Use this bash script to automatically find and release unassociated Elastic IP addresses across all AWS regions. Unattached EIPs cost money, so regular cleanup directly impacts your AWS bill.
Introduction
Unattached Elastic IPs cost about $0.005/hour each (~$3.60/month per EIP). One or two of these is nothing, but they pile up across multi-account environments, especially in regions where someone spun up a NAT or workload, deleted it, and forgot the EIP was sitting there detached.
This is a small bash script that runs in CloudShell, scans every region, finds Elastic IPs with no Association, and releases them. Cron it monthly or run on demand.
Once an Elastic IP is released, you cannot get the same IP address back. If any external systems or DNS records reference this IP, they will need to be updated. Document your EIPs before running cleanup scripts.
Use This
- AWS CloudShell
- Bash Script
Do This
- Open CloudShell
- Create bash file: touch removeEIP.sh
- Create contents of bash file: vi removeEIP.sh
- Type in code below
- Save the file
- Change the file to an executable file: chmod +x removeEIP.sh
- Run the script: ./removeEIP.sh
AWS charges approximately $0.005 per hour for each unattached Elastic IP address. This adds up to roughly $3.60 per month per unused EIP - a small amount that can become significant at scale.
Write This
#!/bin/bash
# Fetch all AWS regions
for region in $(aws ec2 describe-regions --output text --query 'Regions[].RegionName')
do
echo "Checking region $region"
# Fetch all Elastic IPs not allocated to a network interface
for allocation in $(aws ec2 describe-addresses --region "$region" --query "Addresses[?AssociationId==null].AllocationId" --output text)
do
echo "Releasing unattached Elastic IP with allocation id $allocation in region $region"
aws ec2 release-address --region "$region" --allocation-id "$allocation"
done
# Add other services and their corresponding commands here
# ...
done
Before releasing EIPs, export a list of all your Elastic IPs with their allocation IDs and associated resources using: aws ec2 describe-addresses --output json > eip-backup.json.

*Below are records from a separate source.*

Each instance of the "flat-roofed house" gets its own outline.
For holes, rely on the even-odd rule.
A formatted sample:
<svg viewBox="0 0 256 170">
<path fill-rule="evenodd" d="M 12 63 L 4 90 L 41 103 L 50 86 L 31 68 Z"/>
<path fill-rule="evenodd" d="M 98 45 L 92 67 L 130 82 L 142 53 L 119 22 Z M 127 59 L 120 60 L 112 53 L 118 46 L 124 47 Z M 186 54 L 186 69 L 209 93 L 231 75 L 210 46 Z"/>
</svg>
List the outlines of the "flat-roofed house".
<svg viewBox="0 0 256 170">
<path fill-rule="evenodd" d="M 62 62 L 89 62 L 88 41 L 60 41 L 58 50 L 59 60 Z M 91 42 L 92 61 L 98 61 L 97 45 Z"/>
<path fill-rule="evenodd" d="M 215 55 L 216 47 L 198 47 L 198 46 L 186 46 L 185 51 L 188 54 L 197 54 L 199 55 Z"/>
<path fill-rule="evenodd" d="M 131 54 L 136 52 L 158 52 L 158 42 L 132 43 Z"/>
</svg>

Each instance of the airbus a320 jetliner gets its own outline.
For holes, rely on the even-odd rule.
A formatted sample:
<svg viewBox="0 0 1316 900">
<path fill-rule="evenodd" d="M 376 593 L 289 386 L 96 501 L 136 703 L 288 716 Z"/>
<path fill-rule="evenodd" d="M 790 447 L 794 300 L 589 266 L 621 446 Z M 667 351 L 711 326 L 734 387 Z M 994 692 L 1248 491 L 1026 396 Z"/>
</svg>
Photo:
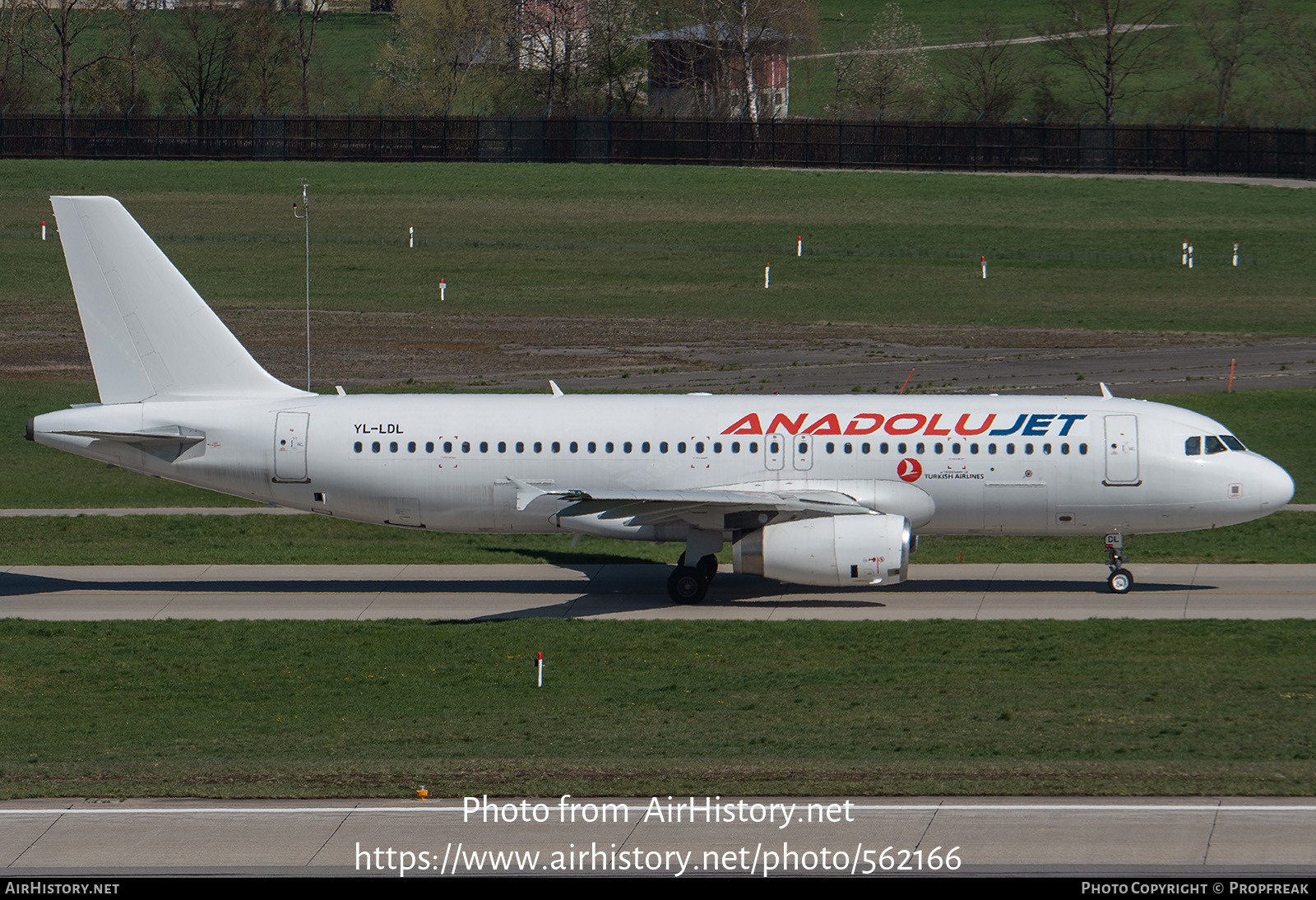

This creates a record you can reference if needed.
What The Heck Does This Code Do
- Gets a list of all AWS regions
- For each of the region found, find all Elastic IP Addresses
- Find any Elastic IP Addresses that are not associated to anything
- Relase the unused Elastic IP Addresses
Troubleshooting
Common Issues and Solutions
AuthFailure Error
- Problem: Cannot release Elastic IP due to authentication failure
- Solution: Ensure your IAM user/role has ec2:ReleaseAddress permission. Check if the EIP was allocated in a different account or if there are SCPs blocking the action.
EIP Associated with NAT Gateway
- Problem: Script shows EIP as unattached but release fails
- Solution: EIPs attached to NAT Gateways may show as unassociated in some queries. Check NAT Gateway associations before releasing.
DisassociateAddress Required
- Problem: EIP cannot be released because it's still associated
- Solution: The script filters for unassociated EIPs. If you need to release an associated EIP, first disassociate it using aws ec2 disassociate-address.
EIP Limit Reached After Release
- Problem: Cannot allocate new EIP after releasing old ones
- Solution: AWS has regional EIP limits (default is 5). Request a limit increase through Service Quotas if needed.
Released EIP Still Appearing in Billing
- Problem: Charges continue after releasing EIP
- Solution: Billing is updated at the end of the billing cycle. Check Cost Explorer to confirm the EIP was released and charges stopped from that point forward.